Hydrogels were previously reported to be promising allo-MSC carriers for tissue engineering. Dhingra et al. [58] reported that the use of a biodegradable, temperature-sensitive hydrogel for the slow release of prostaglandin E2 at the cell implantation site could prevent rejection of implanted allo-MSCs and restore cardiac function in a myocardial infarction model. Interestingly, hydrogels themselves have been documented to modulate the immunological properties of allo-MSC tissue-engineered cartilage. Neonatal rabbit allo-MSCs induced lower allogeneic lymphocyte proliferation and reduced the expression of MHC class I and II molecules when seeded in a collagen hydrogel compared with sponge and membrane [59].

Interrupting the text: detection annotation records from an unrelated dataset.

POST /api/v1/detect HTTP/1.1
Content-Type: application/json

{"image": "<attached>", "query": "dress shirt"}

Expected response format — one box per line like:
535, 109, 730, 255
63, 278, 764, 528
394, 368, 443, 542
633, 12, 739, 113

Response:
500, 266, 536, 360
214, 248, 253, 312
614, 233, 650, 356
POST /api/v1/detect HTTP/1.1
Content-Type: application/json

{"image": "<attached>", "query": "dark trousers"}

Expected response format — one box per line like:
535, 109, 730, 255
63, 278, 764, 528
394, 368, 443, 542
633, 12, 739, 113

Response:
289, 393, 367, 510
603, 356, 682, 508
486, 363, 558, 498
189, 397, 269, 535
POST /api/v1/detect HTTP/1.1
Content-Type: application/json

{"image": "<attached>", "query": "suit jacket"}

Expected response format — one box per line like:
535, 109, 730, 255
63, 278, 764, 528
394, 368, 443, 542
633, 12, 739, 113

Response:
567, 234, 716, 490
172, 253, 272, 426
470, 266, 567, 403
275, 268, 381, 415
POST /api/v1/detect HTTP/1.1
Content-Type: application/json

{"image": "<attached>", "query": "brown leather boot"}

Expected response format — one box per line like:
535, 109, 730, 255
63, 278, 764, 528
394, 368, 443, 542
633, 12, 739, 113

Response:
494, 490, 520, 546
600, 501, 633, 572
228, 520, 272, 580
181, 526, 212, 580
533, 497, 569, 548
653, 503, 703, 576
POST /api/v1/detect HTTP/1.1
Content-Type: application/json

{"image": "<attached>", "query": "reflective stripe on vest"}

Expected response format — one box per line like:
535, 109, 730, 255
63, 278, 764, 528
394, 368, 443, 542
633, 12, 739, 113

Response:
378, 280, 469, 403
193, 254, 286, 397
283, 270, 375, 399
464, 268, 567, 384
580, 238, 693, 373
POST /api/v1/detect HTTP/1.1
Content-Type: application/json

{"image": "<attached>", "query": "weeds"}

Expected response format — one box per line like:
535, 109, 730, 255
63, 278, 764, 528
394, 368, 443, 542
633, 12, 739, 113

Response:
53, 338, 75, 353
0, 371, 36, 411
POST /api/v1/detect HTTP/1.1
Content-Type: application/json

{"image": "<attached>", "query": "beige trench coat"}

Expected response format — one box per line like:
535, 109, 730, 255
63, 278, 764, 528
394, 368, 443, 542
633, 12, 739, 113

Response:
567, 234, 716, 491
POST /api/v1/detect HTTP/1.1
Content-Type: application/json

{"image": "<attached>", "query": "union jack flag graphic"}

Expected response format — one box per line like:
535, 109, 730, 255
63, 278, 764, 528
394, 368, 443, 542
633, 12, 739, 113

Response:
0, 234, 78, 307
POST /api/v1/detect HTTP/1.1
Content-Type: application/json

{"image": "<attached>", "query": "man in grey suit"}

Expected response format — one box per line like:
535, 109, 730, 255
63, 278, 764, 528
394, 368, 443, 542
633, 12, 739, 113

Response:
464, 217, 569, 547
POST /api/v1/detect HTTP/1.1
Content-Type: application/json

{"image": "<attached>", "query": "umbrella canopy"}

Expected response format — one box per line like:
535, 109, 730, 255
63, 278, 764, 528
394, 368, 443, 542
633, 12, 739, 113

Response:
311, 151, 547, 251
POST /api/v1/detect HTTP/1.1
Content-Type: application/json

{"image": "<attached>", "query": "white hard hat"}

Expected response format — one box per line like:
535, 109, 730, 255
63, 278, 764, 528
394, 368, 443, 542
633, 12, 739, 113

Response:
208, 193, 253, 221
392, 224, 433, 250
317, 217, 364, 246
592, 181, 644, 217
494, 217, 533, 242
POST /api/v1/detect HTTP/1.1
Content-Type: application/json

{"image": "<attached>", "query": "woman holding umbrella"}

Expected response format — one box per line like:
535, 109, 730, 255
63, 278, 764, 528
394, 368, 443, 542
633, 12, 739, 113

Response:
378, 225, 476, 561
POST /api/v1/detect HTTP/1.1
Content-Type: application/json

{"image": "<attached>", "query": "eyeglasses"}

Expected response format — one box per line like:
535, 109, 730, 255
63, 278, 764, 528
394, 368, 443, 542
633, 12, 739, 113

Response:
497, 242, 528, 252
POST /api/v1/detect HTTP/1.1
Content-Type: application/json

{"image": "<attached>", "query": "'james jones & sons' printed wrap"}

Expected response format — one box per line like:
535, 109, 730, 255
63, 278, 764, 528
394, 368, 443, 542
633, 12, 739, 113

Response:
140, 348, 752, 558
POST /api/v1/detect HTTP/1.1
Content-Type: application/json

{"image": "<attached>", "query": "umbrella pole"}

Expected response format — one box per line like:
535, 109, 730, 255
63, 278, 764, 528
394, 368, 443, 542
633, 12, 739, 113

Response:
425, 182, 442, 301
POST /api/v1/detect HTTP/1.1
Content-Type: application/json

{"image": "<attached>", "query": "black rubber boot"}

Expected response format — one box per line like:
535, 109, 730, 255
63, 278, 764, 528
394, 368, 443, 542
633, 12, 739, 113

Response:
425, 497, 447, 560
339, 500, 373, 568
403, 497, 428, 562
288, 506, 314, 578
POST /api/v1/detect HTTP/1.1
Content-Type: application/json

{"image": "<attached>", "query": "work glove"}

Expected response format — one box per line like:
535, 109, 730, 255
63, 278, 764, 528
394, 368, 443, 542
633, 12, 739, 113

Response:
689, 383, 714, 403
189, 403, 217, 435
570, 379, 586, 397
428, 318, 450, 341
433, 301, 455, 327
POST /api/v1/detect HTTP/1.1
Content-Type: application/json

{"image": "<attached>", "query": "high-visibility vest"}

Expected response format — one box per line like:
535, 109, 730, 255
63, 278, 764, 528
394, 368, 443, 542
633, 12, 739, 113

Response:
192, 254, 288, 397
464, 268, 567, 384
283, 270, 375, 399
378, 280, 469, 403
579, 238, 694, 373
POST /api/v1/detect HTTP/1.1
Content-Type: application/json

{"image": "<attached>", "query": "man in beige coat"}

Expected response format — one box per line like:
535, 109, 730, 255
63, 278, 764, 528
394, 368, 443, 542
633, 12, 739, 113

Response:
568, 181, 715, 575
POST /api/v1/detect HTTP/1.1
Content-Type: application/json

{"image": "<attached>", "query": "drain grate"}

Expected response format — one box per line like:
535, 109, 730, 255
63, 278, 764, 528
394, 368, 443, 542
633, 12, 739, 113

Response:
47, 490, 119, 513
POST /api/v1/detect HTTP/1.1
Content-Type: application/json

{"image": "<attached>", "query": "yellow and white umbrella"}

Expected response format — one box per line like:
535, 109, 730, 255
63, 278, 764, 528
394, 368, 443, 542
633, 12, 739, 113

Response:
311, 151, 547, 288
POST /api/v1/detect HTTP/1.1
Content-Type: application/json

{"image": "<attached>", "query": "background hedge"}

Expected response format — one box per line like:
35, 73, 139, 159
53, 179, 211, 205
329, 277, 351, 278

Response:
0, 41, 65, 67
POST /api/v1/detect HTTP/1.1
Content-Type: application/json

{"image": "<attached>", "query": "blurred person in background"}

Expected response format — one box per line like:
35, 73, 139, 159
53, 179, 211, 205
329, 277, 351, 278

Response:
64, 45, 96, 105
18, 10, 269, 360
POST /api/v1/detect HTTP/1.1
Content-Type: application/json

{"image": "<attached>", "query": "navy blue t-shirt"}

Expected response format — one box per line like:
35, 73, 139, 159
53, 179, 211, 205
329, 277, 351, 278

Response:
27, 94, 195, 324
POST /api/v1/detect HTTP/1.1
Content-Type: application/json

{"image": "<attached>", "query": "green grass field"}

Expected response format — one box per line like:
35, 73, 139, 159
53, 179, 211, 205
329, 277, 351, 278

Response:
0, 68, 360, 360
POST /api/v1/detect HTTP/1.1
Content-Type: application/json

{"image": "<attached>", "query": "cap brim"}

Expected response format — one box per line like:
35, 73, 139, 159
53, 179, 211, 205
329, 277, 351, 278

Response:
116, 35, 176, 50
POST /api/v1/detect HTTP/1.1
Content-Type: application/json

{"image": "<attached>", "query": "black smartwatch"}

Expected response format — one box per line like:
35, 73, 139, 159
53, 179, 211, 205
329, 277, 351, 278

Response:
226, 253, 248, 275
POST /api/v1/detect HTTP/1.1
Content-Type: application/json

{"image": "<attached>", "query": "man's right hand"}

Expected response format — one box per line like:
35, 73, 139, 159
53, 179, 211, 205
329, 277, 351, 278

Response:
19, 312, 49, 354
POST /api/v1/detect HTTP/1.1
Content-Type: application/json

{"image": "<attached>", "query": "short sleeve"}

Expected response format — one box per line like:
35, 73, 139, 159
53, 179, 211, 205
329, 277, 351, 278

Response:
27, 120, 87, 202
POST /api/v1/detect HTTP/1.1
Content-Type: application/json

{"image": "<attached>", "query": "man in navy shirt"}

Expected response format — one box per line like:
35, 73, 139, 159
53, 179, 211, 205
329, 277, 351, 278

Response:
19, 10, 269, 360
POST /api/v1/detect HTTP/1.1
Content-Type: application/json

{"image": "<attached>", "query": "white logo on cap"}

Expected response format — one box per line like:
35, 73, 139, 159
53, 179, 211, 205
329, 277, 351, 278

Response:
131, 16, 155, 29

Recently, there have been fewer studies on applications of allo-MSCs compared with auto-MSCs. Auto-MSC studies have provided insight into allo-MSC applications. For example, the pre-stimulation of auto-MSCs with interferon-gamma increased their immunosuppressive capacity, reduced mucosal damage, and enhanced their therapeutic efficacy in animal models of colitis [60]. In addition, hypoxia preconditioning is reported to increase the protective effect of auto-MSCs in disease models such as hemorrhagic stroke [61], ischemia [62], and pulmonary fibrosis [63].

Conclusion and future perspectives

MSCs have shown promise in cell replacement or transplantation for their immunosuppressive and tissue repair effects. However, it is difficult to isolate sufficient quantities of healthy auto-MSCs with high activity from older or thinner people and patients with diabetes, rheumatoid arthritis or SLE. Moreover, auto-MSCs are not suited to the prompt treatment of acute diseases because extraction of them is time-consuming. Because of their immune suppression properties and low immunogenicity compared with other cell types, the implantation of allo-MSCs may, therefore, be more reasonable and appropriate. Although various studies have provided inconsistent conclusions on the therapeutic effects of allo-MSCs, allo-MSCs are still a promising option in immunosuppressive and tissue repair therapy.

To date, we have been unable to obtain consistent results from the insufficient pre-clinical and clinical data on the immunogenicity and protective effects of allo-MSCs. The following issues need to be addressed in further research. First, which immune molecules and cells are involved in the potential immune response? Second, what is the dynamic fate of implanted allogeneic ASCs, including being eliminated by recipients, being maintained in the stem cell state, or differentiating into various cell types? It will be helpful to assess the in vivo efficiency of allo-MSCs compared with that of auto-MSCs. Third, the factors that influence their therapeutic effects and how they result in the present inconsistent results are far from clear. Last, strategies to enhance the consistency and efficacy of allo-MSCs as a cell-based therapy should be investigated in inflammatory diseases as well as for tissue repair.